How Higher Ed Survives: Affordable, High-Impact Civic Engagement
This historic period of global contagion and socioeconomic disruption has forced colleges and universities to confront challenges that have been festering since the Great Recession began in 2008. The question today is how higher education can acco
August 19, 2020
This historic period of global contagion and socioeconomic disruption has forced colleges and universities to confront challenges that have been festering since the Great Recession began in 2008.
As Christen Aragoni, editor of Liberal Education, recently wrote, “The COVID-19 pandemic is simply laying bare just how much was already at stake. It is merely emphasizing with many exclamation points the importance of higher education’s mission to be on the forefront of protecting democracy and ensuring students are prepared to become engaged citizens.” The question today is how higher education can accomplish these enduring purposes of protecting democracy and creating engaged citizens as campuses have been shut down in varying degrees and as pedagogical uncertainty is paired with an economic crisis.

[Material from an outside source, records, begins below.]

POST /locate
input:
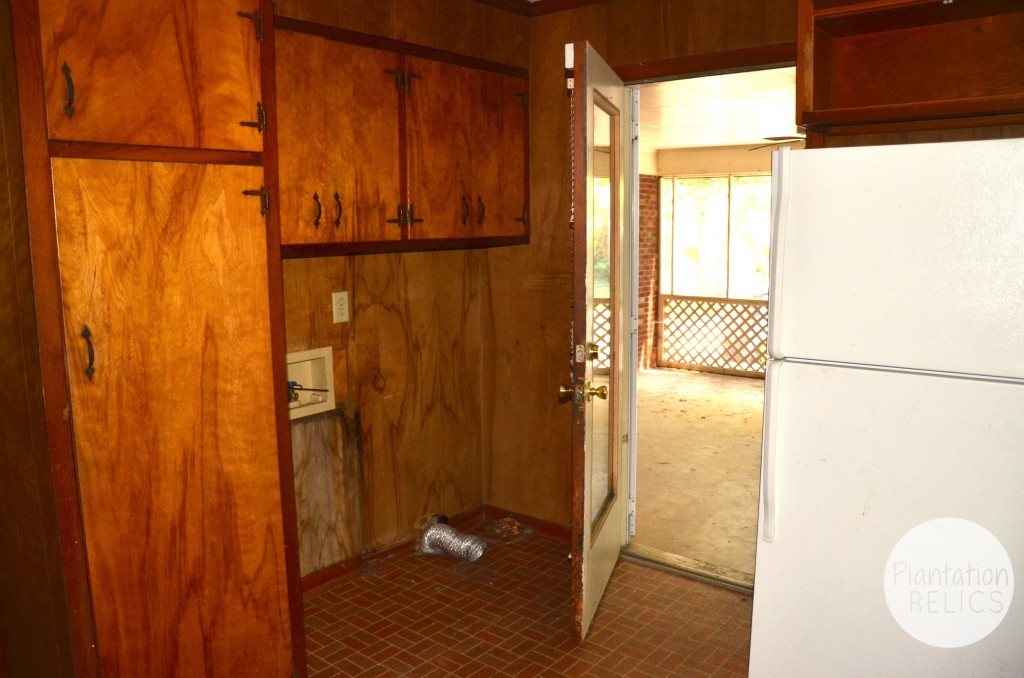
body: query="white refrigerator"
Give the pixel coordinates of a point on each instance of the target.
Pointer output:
(891, 524)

I propose one answer to this looming question: affordable, high-impact civic engagement.
Imagine an interdisciplinary team-taught course that positions students as members of a “think tank.” The think tank would engage in a formal partnership with a community agency to act as a consultant and produce research or another project that meets the agency’s needs. Community leaders, often happy to mentor students, could come to class as guest speakers to discuss the needs of local democracy as students talk through their hypotheses. Students would work in teams to produce different pieces of their research project, from a literature review to a concluding set of recommendations.
In addition to the regular course instructors, faculty from across campus can act as guest teachers to help students through steps of the process. For example, if the students have to conduct fieldwork in a neighborhood off campus, a theatre professor can visit the class and use role playing to walk students through the steps of approaching a local community member. Empathy and diversity would be integrated into the syllabus as students reflect on their role as researchers and citizens in the wider world beyond their campus. In addition to producing the project itself, think tank research teams should regularly update their respective community partners on their progress, and presentations by course research teams to the agency’s board or executive staff would cap off the course.
I have been designing and implementing variations on this kind of experiential learning for over a decade. My students become impassioned about their work as “think tank” members when they recognize their work may have an impact beyond their campus. As AAC&U President Lynn Pasquerella notes, these are the kinds of “high-impact learning opportunities that engage every student in solving unscripted, real-world problems across all types of institutions, within the context of the workforce, not apart from it.”
This kind of learning fits perfectly with the transformative needs of this moment. It has the advantage of being affordable while offering students tremendous practical value and immersion in civil society. These courses have low overhead, can be done remotely, utilize extant grassroots assets such as community partners, and dig up new revenue possibilities such as private and public grants. These experiences also help institutions justify their tuition costs by supporting students with the resume-building experiences that will make them competitive in a contracting job market.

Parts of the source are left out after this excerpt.